The team tested how AI systems’ ability to imitate and innovate differs from that of children and adults. They provided 42 children ages 3 to 7 and 30 adults with text descriptions of everyday objects. In the first part of the experiment, 88% of children and 84% of adults could correctly identify which objects would “go best” with another. In the next stage, 85% of children and 95% of adults innovated on the expected use of everyday objects to solve problems. However, when researchers gave the same text descriptions were given to five large language models, the models performed similarly to humans on the imitation task, with scores ranging from 59% for the worst-performing model to 83% for the best-performing model. The innovation task was far less accurate, however. Effective tools were selected anywhere from 8% of the time by the worst-performing model to 75% by the best-performing model.

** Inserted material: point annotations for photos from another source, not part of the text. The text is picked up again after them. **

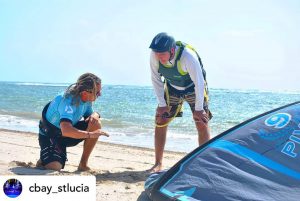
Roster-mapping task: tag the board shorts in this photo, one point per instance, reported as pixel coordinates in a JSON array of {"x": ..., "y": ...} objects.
[{"x": 175, "y": 99}]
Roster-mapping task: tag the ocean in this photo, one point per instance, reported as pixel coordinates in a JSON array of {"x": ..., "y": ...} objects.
[{"x": 128, "y": 111}]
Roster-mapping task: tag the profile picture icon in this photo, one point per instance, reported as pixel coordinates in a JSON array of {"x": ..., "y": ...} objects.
[{"x": 12, "y": 188}]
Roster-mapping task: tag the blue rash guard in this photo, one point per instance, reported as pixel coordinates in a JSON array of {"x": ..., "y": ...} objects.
[{"x": 62, "y": 109}]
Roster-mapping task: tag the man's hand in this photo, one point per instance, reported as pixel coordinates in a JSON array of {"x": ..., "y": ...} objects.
[
  {"x": 97, "y": 133},
  {"x": 94, "y": 120},
  {"x": 162, "y": 114},
  {"x": 200, "y": 116}
]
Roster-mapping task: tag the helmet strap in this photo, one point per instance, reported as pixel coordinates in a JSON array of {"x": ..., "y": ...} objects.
[{"x": 172, "y": 53}]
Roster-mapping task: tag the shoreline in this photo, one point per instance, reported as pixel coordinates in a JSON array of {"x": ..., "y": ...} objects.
[
  {"x": 120, "y": 170},
  {"x": 101, "y": 142}
]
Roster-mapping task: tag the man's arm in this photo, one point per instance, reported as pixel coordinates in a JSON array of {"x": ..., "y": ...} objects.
[
  {"x": 157, "y": 83},
  {"x": 192, "y": 65}
]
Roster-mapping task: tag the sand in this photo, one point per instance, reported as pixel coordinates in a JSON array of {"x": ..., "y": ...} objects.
[{"x": 120, "y": 170}]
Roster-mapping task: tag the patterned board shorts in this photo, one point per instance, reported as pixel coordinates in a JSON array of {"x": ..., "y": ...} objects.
[
  {"x": 55, "y": 148},
  {"x": 175, "y": 99}
]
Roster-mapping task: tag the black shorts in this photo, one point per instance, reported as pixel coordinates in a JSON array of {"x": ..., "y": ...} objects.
[
  {"x": 55, "y": 148},
  {"x": 175, "y": 99}
]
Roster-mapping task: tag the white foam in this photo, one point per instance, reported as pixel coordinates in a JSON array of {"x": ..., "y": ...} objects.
[
  {"x": 41, "y": 84},
  {"x": 17, "y": 123}
]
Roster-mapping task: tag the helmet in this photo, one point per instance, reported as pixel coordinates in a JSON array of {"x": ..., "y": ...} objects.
[{"x": 162, "y": 42}]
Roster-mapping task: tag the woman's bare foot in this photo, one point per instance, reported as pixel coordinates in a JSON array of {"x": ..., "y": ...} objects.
[
  {"x": 39, "y": 164},
  {"x": 83, "y": 167},
  {"x": 155, "y": 168}
]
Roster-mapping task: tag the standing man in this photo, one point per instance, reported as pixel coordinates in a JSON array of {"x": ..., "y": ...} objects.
[{"x": 184, "y": 80}]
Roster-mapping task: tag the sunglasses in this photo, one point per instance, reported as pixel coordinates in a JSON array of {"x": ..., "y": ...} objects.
[{"x": 97, "y": 94}]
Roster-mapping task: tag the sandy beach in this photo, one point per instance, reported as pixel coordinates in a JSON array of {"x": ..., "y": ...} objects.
[{"x": 120, "y": 170}]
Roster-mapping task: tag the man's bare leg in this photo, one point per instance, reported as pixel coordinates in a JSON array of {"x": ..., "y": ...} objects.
[
  {"x": 160, "y": 141},
  {"x": 203, "y": 132}
]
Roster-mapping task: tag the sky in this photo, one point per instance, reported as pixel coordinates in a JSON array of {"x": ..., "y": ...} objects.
[{"x": 244, "y": 44}]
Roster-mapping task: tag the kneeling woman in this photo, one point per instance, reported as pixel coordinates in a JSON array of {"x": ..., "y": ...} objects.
[{"x": 69, "y": 119}]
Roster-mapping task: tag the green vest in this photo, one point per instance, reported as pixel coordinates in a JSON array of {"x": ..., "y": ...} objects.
[{"x": 174, "y": 73}]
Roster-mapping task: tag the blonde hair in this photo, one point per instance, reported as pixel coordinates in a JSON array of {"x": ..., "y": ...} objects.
[{"x": 86, "y": 82}]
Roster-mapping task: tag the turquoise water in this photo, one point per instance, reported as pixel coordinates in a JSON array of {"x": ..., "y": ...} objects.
[{"x": 128, "y": 111}]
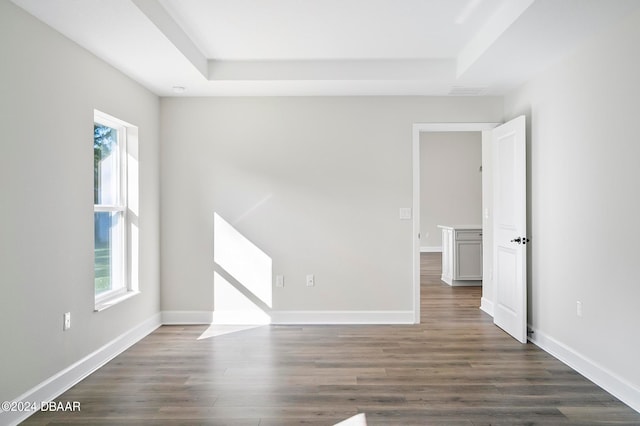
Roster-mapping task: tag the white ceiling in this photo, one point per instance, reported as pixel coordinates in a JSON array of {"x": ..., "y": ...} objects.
[{"x": 329, "y": 47}]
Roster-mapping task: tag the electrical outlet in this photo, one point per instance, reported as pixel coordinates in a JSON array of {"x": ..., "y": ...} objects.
[{"x": 67, "y": 321}]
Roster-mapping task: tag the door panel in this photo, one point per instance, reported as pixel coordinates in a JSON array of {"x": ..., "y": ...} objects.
[{"x": 509, "y": 252}]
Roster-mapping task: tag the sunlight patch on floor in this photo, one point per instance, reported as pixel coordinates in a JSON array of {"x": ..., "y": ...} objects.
[
  {"x": 357, "y": 420},
  {"x": 222, "y": 329}
]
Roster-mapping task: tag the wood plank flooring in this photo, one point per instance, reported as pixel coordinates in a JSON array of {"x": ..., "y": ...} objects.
[{"x": 455, "y": 368}]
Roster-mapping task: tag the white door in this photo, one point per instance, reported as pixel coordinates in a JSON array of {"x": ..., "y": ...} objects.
[{"x": 510, "y": 225}]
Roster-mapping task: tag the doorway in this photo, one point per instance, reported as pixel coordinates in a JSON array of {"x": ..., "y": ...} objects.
[{"x": 418, "y": 129}]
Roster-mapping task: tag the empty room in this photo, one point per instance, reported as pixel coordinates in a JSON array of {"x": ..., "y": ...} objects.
[{"x": 255, "y": 240}]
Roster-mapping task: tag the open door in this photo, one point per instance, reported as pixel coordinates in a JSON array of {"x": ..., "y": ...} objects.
[{"x": 509, "y": 227}]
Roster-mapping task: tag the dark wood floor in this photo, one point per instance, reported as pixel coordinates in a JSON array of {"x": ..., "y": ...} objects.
[{"x": 455, "y": 368}]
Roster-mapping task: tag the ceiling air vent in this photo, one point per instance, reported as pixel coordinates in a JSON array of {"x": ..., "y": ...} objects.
[{"x": 467, "y": 91}]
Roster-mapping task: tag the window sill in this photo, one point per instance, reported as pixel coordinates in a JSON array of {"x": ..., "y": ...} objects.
[{"x": 106, "y": 304}]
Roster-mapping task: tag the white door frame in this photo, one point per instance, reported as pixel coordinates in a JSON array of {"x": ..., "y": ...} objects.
[{"x": 417, "y": 129}]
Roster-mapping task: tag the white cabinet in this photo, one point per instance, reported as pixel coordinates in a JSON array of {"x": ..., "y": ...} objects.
[{"x": 462, "y": 255}]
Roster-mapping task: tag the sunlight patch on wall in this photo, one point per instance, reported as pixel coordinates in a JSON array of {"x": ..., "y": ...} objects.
[{"x": 242, "y": 278}]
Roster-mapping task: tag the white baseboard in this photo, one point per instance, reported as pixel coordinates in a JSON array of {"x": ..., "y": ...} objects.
[
  {"x": 342, "y": 317},
  {"x": 431, "y": 249},
  {"x": 286, "y": 317},
  {"x": 57, "y": 384},
  {"x": 615, "y": 385},
  {"x": 187, "y": 317},
  {"x": 486, "y": 305}
]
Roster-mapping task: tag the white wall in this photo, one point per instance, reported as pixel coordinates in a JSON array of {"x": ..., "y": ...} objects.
[
  {"x": 50, "y": 87},
  {"x": 584, "y": 202},
  {"x": 450, "y": 182},
  {"x": 316, "y": 183}
]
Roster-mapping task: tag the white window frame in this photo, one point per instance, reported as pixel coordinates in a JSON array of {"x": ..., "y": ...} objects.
[{"x": 124, "y": 285}]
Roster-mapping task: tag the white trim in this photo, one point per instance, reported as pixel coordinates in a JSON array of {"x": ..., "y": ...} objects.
[
  {"x": 431, "y": 249},
  {"x": 342, "y": 317},
  {"x": 240, "y": 318},
  {"x": 103, "y": 303},
  {"x": 615, "y": 385},
  {"x": 416, "y": 130},
  {"x": 60, "y": 382},
  {"x": 286, "y": 317},
  {"x": 187, "y": 317},
  {"x": 486, "y": 305}
]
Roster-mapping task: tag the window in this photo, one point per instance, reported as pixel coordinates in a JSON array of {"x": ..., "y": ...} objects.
[{"x": 112, "y": 224}]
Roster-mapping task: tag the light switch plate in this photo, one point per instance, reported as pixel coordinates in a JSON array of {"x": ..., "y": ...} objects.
[{"x": 405, "y": 213}]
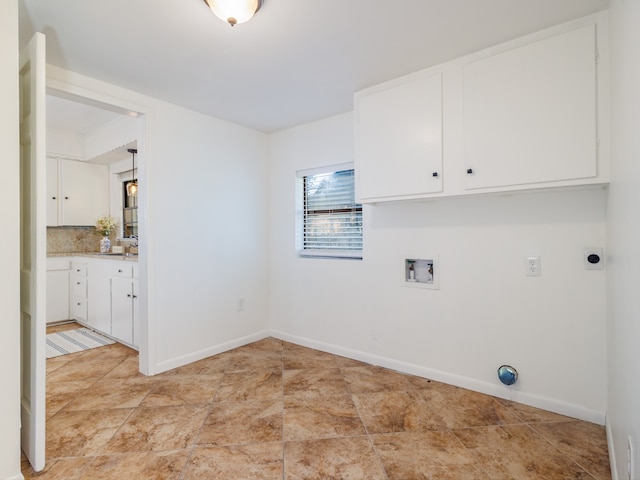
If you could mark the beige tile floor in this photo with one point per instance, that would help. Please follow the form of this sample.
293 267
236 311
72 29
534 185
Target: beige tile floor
275 410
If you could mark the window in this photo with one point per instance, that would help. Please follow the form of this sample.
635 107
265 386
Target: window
329 219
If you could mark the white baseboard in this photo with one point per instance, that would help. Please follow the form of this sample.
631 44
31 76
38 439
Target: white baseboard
496 390
207 352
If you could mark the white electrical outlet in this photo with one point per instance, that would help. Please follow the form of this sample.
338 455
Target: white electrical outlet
240 305
533 267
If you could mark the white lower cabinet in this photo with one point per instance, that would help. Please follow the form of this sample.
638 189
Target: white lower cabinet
124 305
110 302
58 278
78 295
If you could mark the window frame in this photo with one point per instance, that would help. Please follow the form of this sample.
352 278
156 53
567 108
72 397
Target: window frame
300 216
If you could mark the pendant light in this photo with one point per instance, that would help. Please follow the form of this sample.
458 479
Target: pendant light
234 11
132 186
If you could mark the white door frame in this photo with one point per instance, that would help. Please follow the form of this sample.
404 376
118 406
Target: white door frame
98 99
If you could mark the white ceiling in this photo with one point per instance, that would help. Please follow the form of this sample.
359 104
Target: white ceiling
296 61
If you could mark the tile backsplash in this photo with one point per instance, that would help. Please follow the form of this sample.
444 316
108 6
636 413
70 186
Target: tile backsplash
74 240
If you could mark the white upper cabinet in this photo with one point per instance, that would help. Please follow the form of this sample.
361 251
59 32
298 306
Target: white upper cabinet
399 138
530 113
77 192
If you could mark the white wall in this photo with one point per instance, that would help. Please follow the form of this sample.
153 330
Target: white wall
623 232
9 260
486 313
203 224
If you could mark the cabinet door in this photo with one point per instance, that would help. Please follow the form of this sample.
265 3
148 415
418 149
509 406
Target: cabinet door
57 295
52 192
99 295
85 192
530 113
122 309
399 140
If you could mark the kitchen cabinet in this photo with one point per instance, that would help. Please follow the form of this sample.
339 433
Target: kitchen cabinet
58 279
77 192
530 113
124 304
399 138
99 295
78 294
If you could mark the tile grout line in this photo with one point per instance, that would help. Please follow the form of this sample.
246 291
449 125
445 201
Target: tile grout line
364 425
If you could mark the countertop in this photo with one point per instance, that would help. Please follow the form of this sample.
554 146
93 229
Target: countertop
104 256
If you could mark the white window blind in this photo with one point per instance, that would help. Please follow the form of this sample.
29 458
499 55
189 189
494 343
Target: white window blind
331 219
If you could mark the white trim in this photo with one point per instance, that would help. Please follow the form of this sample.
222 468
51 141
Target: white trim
326 169
496 390
610 446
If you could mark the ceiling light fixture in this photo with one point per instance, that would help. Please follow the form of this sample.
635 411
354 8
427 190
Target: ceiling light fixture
132 186
234 11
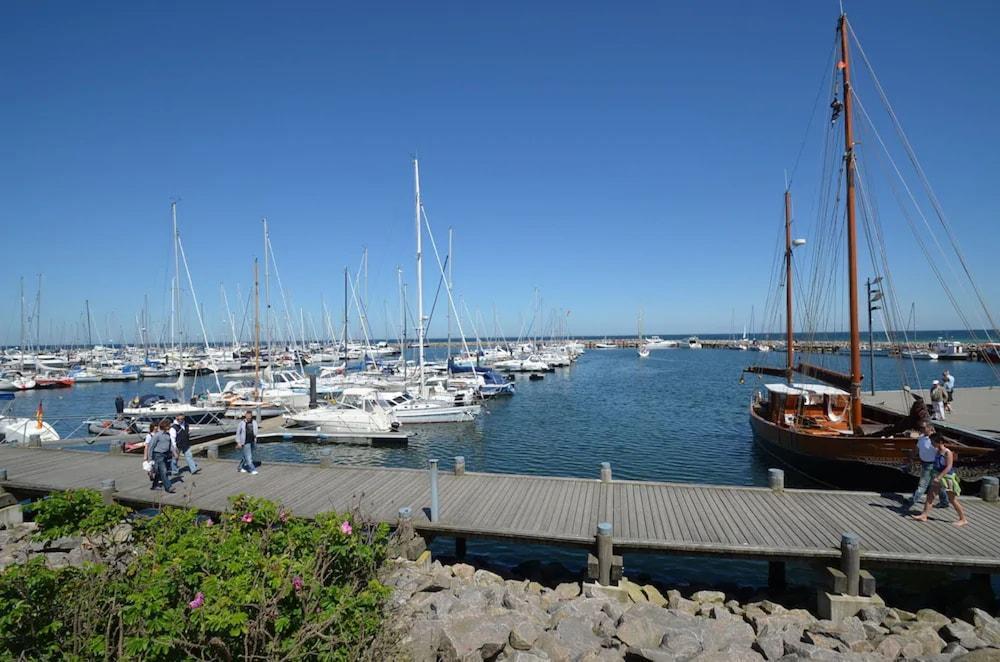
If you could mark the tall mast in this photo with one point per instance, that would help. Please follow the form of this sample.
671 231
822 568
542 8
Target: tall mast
790 352
852 230
420 278
256 330
450 283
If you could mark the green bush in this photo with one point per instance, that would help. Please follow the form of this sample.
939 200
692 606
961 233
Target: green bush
259 584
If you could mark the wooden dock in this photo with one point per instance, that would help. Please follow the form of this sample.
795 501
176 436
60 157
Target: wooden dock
975 409
746 522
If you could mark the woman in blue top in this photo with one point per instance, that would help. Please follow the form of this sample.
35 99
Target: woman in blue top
944 466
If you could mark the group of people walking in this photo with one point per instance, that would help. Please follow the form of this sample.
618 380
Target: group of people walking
167 441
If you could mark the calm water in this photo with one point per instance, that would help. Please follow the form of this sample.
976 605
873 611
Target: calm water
679 415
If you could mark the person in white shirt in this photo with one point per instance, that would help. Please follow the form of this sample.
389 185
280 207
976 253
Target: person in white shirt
926 453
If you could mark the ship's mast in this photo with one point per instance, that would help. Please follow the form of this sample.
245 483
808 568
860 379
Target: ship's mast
790 352
852 230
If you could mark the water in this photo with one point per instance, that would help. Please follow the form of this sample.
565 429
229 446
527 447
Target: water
679 415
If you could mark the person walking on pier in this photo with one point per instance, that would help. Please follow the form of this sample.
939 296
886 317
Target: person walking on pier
949 388
160 449
246 440
946 480
927 454
938 397
179 433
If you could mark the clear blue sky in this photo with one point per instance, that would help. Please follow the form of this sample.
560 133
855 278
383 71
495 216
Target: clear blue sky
615 156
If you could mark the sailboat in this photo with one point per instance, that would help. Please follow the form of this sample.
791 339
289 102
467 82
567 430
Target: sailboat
826 428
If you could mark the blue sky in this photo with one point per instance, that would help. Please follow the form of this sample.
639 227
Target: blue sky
613 156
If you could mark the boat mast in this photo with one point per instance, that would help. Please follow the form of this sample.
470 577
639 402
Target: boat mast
852 231
420 279
256 330
790 352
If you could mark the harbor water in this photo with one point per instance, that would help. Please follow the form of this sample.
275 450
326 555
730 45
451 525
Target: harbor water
678 415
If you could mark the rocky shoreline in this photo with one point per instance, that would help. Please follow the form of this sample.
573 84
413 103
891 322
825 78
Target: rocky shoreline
459 613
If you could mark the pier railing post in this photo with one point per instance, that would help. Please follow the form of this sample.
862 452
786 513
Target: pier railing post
776 480
850 561
108 491
434 500
990 490
605 551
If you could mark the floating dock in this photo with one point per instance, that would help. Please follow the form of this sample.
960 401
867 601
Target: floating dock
774 524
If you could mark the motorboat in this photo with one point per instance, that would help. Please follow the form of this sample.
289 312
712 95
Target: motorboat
155 407
656 342
949 350
358 411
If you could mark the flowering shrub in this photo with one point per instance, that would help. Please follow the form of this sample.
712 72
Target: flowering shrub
256 584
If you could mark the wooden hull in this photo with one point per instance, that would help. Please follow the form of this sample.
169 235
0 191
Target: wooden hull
861 462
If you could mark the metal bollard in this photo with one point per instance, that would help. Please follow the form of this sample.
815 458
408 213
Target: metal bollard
850 561
776 479
434 501
990 490
605 472
605 551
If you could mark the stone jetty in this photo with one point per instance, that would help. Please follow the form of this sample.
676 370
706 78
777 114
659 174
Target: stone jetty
455 613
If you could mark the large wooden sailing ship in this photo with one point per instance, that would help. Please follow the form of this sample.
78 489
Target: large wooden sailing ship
826 427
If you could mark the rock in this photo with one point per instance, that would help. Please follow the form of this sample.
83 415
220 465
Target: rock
487 578
932 617
463 571
963 634
567 591
709 596
523 634
676 601
654 596
981 655
461 637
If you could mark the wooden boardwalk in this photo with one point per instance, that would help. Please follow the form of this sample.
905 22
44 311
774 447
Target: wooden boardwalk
667 517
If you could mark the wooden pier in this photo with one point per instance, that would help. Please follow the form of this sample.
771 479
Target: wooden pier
746 522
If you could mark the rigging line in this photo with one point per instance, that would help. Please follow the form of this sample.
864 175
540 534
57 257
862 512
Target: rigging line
935 203
819 93
930 231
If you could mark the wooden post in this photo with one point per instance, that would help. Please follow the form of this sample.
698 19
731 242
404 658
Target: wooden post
850 561
776 575
434 500
605 472
990 490
776 480
605 551
108 491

In a related experiment, children could learn how a new machine worked by experimenting and exploring. The large language models struggled to make the same inferences, likely because the answers were not explicitly included in their training data.

According to the researchers, “These models can summarize conventional wisdom but they cannot expand, create, change, abandon, evaluate, and improve on conventional wisdom in the way a young human can.”

AI is still evolving. Researchers say that if AI takes inspiration from children’s curious, active, and intrinsically motivated approach to learning, researchers could design new AI systems able to explore the real world.